A Agência Nacional de Vigilância Sanitária investiga seis mortes por pancreatite e pancreatite aguda associadas ao uso de canetas emagrecedoras. Desde 2020, o país vem registrando um aumento alarmante no número de casos suspeitos da doença.
De acordo com um levantamento do VigiMed, sistema utilizado pela Anvisa para monitorar eventos adversos relacionados a medicamentos, foram registradas 145 notificações de suspeitas de pancreatite associadas ao uso das chamadas “canetas emagrecedoras” entre janeiro de 2020 e dezembro de 2025. Se considerar também dados de pesquisas clínicas, o número pode chegar a 225.
Desse total, 59 registros citam hospitalização ou internação prolongada e seis casos resultaram em mortes.
Segundo a Anvisa, as mortes podem estar associadas aos medicamentos Saxenda (3), Ozempic (2) e Mounjaro (1). Esses medicamentos são direcionados ao tratamento de diabete tipo 2 e obesidade, mas começaram a ser amplamente usados para o emagrecimento ao redor do mundo.
No início de fevereiro, o Reino Unido emitiu um alerta sobre o aumento de casos de pancreatite relacionada ao uso das canetas emagrecedoras. Segundo a A Agência Reguladora de Medicamentos e Produtos de Saúde (MHRA) no Reino Unido, o país registra 19 mortes, 24 casos de pancreatite necrosante, quando há a morte do tecido pancreático, e 1.296 notificações da doença relacionada ao uso dos medicamentos.
O que é pancreatite
A pancreatite é a inflamação do pâncreas, que pode ser aguda ou crônica.
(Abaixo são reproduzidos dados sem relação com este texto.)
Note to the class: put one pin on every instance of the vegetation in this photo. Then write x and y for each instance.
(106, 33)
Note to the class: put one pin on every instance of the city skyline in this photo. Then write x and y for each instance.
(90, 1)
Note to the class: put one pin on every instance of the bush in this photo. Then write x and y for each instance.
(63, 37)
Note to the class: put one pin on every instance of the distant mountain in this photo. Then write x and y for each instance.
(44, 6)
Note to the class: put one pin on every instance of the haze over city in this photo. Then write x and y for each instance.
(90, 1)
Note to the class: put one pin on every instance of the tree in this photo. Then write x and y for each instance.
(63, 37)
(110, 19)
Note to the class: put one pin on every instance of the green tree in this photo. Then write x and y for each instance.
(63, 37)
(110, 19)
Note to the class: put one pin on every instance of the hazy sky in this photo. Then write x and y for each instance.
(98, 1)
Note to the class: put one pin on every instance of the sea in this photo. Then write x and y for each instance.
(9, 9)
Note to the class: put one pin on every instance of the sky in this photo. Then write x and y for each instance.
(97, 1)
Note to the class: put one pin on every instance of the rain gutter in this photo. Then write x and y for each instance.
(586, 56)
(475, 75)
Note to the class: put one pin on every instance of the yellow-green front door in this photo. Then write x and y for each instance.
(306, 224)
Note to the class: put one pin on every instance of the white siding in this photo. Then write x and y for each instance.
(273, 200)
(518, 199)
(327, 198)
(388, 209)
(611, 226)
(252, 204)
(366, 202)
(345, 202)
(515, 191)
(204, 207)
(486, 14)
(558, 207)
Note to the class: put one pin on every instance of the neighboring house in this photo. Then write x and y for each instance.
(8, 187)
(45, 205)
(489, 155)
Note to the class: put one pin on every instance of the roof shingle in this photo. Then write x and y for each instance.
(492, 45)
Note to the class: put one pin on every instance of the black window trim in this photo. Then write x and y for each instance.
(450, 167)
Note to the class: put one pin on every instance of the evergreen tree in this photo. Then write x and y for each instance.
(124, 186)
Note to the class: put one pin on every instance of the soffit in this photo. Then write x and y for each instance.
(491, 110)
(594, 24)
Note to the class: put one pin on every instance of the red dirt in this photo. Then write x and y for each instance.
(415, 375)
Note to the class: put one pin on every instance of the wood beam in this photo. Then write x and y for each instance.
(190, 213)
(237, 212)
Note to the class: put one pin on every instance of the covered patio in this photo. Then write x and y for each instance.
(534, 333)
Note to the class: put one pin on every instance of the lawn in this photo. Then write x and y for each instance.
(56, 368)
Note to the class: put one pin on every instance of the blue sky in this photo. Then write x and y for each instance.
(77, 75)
Entre os sintomas, estão dor abdominal, febre, náusea, vômitos e diarreia. Nos casos mais graves, a doença pode levar à morte do paciente.
Entre as substâncias ligadas aos casos de pancreatite investigados pela Anvisa estão semaglutida, liraglutida, dulaglutida e tirzepatida, presentes nas canetas emagrecedoras. (DCM)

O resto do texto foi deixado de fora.